Rain COO Frederic Choquette makes a compelling case for why AI agents will play a crucial role in improving Americans’ financial literacy and health. The timing couldn’t be better, as 70% of Americans have less than $500 in savings – the definition of living paycheck to paycheck
Choquette said Rain’s operates on a progressive, three-stage format, beginning with stabilization. This targets the people who are one unplanned expense away from financial trouble. They need access to cash funding without being buried by fees. Stop that bleeding.
Control is next. Now that someone is stable, they have the bandwidth to learn new financial concepts and adopt helpful financial tools like secured credit cards and fee-free banking.
The final stage is growth. This is where Rain helps people save, invest and build their credit scores. While earned wage access use will dip, usage of other tools will increase.
Many well-intentioned financial education efforts fail because they don’t recognize the stress those financial cliff dwellers face, Choquette said. The financially stressed won’t attend a seminar or absorb an article. Budgeting skills crumble when faced with a financial emergency.

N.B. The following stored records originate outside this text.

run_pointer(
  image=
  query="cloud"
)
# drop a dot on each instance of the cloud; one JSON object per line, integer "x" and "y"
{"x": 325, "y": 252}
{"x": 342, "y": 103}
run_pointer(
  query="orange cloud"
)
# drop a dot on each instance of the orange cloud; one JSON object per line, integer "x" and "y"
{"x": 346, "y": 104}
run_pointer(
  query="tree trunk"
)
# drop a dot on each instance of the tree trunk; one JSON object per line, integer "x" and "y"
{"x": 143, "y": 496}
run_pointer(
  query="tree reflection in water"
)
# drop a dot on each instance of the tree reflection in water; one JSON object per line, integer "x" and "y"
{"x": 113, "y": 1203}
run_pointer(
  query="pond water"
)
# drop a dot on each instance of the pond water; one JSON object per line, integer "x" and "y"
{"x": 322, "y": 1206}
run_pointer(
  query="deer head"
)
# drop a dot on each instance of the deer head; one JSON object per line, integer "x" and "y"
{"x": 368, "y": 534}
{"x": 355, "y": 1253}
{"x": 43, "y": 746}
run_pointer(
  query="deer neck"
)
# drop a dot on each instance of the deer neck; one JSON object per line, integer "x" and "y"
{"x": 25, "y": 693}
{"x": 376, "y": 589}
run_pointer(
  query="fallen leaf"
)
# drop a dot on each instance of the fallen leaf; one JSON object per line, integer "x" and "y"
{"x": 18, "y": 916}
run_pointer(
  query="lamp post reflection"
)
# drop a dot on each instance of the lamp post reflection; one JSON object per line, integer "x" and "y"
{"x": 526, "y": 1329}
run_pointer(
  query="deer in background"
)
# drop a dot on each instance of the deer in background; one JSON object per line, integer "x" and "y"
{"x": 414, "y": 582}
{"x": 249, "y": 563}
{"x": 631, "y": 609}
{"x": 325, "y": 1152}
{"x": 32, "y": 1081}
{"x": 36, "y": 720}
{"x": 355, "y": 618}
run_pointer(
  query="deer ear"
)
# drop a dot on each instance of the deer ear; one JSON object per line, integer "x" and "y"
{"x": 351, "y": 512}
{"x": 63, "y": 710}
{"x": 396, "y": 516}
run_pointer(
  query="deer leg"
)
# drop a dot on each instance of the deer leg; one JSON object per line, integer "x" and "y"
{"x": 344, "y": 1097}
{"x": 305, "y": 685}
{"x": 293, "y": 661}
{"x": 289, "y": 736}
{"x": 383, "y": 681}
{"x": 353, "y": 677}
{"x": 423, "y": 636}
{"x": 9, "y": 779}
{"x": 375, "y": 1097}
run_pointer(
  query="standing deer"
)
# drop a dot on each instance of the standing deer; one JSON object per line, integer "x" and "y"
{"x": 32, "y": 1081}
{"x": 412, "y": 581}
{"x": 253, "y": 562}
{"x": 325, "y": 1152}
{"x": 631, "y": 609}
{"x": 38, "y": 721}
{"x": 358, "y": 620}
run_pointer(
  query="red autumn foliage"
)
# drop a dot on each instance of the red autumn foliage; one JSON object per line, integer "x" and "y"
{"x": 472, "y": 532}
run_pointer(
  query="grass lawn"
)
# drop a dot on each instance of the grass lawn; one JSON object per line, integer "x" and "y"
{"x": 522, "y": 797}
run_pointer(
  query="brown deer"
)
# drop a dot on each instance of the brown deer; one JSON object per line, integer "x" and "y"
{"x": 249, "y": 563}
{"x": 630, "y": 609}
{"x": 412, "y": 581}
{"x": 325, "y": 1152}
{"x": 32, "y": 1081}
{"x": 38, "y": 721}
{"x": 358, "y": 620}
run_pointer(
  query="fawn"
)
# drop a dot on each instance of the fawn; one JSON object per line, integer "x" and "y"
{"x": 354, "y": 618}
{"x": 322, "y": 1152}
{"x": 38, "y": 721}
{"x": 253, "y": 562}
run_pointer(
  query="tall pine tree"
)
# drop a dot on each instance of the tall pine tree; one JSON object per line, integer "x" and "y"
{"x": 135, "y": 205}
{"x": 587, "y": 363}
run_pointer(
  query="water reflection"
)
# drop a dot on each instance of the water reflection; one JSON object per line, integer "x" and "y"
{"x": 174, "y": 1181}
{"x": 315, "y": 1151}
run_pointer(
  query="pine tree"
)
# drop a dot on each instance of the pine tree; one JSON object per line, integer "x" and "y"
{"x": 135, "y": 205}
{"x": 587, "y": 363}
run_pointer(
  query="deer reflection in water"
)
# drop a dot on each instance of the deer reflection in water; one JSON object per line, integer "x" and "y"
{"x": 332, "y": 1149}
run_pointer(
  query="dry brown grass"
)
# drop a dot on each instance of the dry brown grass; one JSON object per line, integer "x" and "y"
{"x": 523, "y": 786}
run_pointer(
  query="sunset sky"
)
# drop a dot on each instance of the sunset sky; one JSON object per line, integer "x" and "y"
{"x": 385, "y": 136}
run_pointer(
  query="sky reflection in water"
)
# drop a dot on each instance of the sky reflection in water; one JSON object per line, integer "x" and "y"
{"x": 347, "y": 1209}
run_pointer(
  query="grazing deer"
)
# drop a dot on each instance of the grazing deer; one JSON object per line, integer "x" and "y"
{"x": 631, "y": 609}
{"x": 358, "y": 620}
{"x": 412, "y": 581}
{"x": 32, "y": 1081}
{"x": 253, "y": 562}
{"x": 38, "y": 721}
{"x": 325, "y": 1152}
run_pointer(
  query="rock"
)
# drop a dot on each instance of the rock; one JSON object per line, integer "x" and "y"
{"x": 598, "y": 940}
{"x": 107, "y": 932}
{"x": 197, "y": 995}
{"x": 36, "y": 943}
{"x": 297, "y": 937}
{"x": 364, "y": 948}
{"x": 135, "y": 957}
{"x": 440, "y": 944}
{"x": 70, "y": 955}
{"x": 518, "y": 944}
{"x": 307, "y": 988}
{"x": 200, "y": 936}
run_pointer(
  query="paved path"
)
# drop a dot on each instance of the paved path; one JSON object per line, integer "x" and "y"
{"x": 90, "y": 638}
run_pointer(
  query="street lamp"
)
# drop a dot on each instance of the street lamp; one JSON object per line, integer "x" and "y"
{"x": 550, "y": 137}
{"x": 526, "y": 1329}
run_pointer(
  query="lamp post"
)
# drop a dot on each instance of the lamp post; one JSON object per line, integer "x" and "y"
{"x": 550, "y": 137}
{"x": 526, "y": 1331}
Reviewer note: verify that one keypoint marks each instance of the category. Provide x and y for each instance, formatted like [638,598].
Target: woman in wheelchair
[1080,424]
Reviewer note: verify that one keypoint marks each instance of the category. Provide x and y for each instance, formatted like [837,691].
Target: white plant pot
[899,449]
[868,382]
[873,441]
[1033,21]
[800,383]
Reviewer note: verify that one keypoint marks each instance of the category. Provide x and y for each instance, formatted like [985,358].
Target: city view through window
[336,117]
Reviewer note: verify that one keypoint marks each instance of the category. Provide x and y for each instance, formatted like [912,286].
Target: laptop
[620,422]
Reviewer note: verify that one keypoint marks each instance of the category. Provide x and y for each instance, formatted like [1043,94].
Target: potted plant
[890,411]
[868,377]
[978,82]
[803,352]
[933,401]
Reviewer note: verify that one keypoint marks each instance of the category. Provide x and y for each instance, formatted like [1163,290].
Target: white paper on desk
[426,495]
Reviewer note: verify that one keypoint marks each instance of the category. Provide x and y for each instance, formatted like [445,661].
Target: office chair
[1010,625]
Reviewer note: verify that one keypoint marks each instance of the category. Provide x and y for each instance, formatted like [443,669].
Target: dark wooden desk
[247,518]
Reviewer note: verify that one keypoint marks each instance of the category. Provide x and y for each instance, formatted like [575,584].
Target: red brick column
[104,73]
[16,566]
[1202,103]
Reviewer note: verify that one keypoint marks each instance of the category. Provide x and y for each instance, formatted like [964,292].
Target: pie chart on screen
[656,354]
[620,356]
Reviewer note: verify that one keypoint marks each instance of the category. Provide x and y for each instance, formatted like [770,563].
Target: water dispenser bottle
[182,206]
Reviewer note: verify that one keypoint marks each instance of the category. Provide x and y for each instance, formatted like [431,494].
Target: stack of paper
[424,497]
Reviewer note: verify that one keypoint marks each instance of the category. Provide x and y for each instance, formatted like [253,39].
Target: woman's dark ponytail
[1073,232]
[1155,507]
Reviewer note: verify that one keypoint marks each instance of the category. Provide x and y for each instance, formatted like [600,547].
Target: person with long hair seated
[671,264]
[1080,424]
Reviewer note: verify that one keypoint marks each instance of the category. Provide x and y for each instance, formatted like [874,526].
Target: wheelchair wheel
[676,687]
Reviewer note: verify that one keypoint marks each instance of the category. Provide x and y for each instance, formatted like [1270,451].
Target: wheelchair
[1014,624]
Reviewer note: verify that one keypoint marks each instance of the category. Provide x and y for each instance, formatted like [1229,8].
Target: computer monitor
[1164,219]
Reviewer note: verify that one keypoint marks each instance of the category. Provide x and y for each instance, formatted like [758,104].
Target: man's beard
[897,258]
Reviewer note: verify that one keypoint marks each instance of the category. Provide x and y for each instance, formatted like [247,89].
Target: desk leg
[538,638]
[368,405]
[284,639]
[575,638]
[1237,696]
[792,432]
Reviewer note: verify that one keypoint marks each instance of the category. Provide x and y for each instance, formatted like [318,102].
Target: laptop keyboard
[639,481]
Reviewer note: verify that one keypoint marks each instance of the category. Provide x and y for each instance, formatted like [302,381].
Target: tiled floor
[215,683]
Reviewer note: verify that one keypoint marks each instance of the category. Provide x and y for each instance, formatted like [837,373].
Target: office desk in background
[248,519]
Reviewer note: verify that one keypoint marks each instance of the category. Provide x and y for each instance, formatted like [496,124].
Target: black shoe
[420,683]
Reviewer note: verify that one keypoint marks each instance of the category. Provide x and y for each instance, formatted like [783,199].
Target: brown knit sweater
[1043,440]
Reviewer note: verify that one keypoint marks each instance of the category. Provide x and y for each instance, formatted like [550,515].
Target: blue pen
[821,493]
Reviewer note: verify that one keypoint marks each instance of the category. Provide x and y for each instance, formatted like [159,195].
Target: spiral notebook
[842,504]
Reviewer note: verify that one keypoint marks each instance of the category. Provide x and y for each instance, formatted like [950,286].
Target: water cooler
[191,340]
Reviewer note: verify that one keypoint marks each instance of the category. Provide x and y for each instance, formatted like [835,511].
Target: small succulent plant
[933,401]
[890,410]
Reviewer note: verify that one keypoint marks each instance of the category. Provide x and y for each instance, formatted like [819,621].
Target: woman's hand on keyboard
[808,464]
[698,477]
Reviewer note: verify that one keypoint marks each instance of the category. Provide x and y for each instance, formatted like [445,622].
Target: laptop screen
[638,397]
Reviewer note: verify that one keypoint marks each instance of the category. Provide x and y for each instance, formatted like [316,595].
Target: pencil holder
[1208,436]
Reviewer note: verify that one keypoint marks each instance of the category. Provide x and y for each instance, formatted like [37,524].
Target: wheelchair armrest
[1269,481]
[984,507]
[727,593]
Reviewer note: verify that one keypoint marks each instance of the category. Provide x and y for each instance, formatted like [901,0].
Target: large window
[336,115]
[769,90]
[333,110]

The answer? AI agents who ingest data and provide insights to help folks move back from the cliff. By analyzing individual spending and income histories (Choquette said six months provides strong patterns), the AI agent can identify when money can be transferred to savings. Should an upcoming bill put a user into overdraft, the agent can file for earned wage access to prevent it.
“If you’re living paycheck to paycheck, you’re not turning on (other) tools because you don’t know if these other things are going to happen,” Choquette said. “But if you have an AI agent that’s constantly monitoring your inflows and your outflows, then it can tell you when a good time is to put $25 into your savings, because you won’t run out of cash before your next paycheck.”
Are there risks with AI agents providing financial advice?
With AI so new, Choquette said constant education is crucial. While earned wage access has moved beyond the early innovator to the early adoption stage, financial AI is still in the starting blocks.
Is Choquette concerned about reports of people turning to AI for financial advice? A bigger problem is that people don’t know what questions to ask, so build agents that use their unique financial information to give recommendations and information. Report Netflix and Spotify payments to Experian and tell them how it improves their credit score. Analyze spending and income patterns and build an emergency nest egg.
Rain’s AI agents do these things. One avoids overdrafts by moving sufficient funds into the right account before a bill is due. Savings AI agents can negotiate bill reductions and even consolidate debt.
“The opportunities are endless, at least for us, as to where we can build and deploy agents over time,” Choquette said. Looking ahead, micro investing will soon join the menu, perhaps as early as 2027.
Some in the industry have urged better preparation for a world where our personal AI agents communicate with corporate ones. Choquette welcomes that time, which could arrive sooner than some think.
“Eventually, if we can have agent-to-agent communication, I think it will have even more things optimized.”
Why AI has become so popular so fast
The surge in corporate AI interest is unique in that both the startups and established players are working on models. Choquette believes the fear of being left behind is the main reason.
Another thing to watch is which models actually stick. Choquette estimates Rain has tried a few dozen tools but actively uses maybe four. Some companies with gaudy revenue totals are churning through all their clients.
Generic tools at best handle generic tasks, but do little for needs 12 layers down.
“We either need a specific vendor for our exact use case or build it ourselves,” Choquette said. “A company onboarding 500 clients a month won’t focus on that twelfth level.
“Rain could introduce 18 tools tomorrow, but we have the luxury of time. We do one well, then do another one well.”